Before psychoactive drugs were available, the only "treatment" for
delusions and other symptoms of major mental illnesses was to
lock the patient in an insane asylum.
- In 1903 the New Hampshire Legislature passed an act assigning to the state the
responsibility for care of mentally ill patients throughout the state.
Prior to that time, the Hospital had functioned more as a private institution,
with a high percentage of curable patients, who were treated and released.
Many of the state's incurable mentally ill were indigent and
cared for by the counties at country farms or almshouses.
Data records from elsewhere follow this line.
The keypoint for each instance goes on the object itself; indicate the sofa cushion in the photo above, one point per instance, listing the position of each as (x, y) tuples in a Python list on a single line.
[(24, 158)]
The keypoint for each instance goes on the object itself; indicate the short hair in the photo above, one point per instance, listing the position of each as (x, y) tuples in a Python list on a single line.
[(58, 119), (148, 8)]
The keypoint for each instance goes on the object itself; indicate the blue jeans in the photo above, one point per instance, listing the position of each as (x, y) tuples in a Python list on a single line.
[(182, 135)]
With the new act, all patients were transferred to the State Hospital,
increasing its population from 475 in 1903 to 1,086 a decade later.
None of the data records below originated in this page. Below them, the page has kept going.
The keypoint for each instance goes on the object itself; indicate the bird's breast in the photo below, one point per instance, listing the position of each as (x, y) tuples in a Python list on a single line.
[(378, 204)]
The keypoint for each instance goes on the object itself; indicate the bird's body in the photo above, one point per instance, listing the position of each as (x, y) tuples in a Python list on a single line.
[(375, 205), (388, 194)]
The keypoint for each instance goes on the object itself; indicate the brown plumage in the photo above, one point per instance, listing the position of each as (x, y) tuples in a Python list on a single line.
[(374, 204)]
The act had an enormous impact on the Hospital.
Now, a large percentage of its patients could not be cured and discharged.
The buildings added to the Hospital grounds after 1903 reflected the increasing need
for space and the change in the nature of the patients.
- Official history
of the New Hampshire State Hospital, at page 8 of 15.
<visited 18 Oct 2010>
Psychoactive drugs were first prescribed in the 1950s and 1960s:
If a patient takes appropriate drugs regularly,
they may be able to live in the normal community,
instead of being confined to a psychiatric institution.
Again, it was the development of psychoactive drugs in the 1950s and 1960s
that allowed patients with serious mental illnesses to be released from insane asylums.
- chlorpromazine (Thorazine ® ) in 1953
- trifluoperazine (Stelazine ® ) in 1959, discontinued in 2003
- thioridazine (Mellaril ® ) in 1962
- haloperidol (Haldol ® ) FDA approved in 1967
- the benzodiazepines, for anxiety:
- chlordiazepoxide (Librium ® ) in 1960
- diazepam (Valium ® ) in 1963
The official state history describes the "treatment" of patients
at the State Hospital in the 1800s consisted of work on the 120-acre farm
on the hospital campus:
While such farm work was more pleasant than the surgical sterilizations,
lobotomies, and electro-shock therapy during the 1900s,
it is unlikely that farm work cured any patient who was seriously mentally ill.
- This extensive space allowed the Hospital to include a farm and to be
self-sufficient. The pleasant, natural environment, in which the patients could
live and work, was considered highly therapeutic.
- Official history
of the New Hampshire State Hospital, at page 1 of 15.
<visited 18 Oct 2010>
need for a surgical building
The official history mentions that the Thayer Building, constructed in 1907,
was used as a medical-surgical building. The official history also mentions
that the largest inmate population was only 2,750 people (reached in the year
1953, just as psychoactive drugs were becoming available). These two facts
raise the question: Why did a "town" of less than 2750 people need a separate building
devoted to surgery? Why not simply transport patients to the Pillsbury Hospital,
a few miles away in Concord, NH? Moreover, a new surgical building
was constructed at the State Hospital in the year 1941,
with three operating rooms.
The official history does not explain why there was a need for
on-site surgery at the State Hospital.
Elsewhere, one can learn about surgical
that were performed as part of the eugenics movement at the New Hampshire State
Hospital in the early 1900s. There may also have been experiments with
neurosurgery, such as lobotomies. Performing such surgeries on site at
the State Hospital meant that these operations could avoid any scrutiny by
the local medical community. Furthermore, patients who died after
botched operations at the State Hospital could be buried
at the State Hospital Cemetery and forgotten.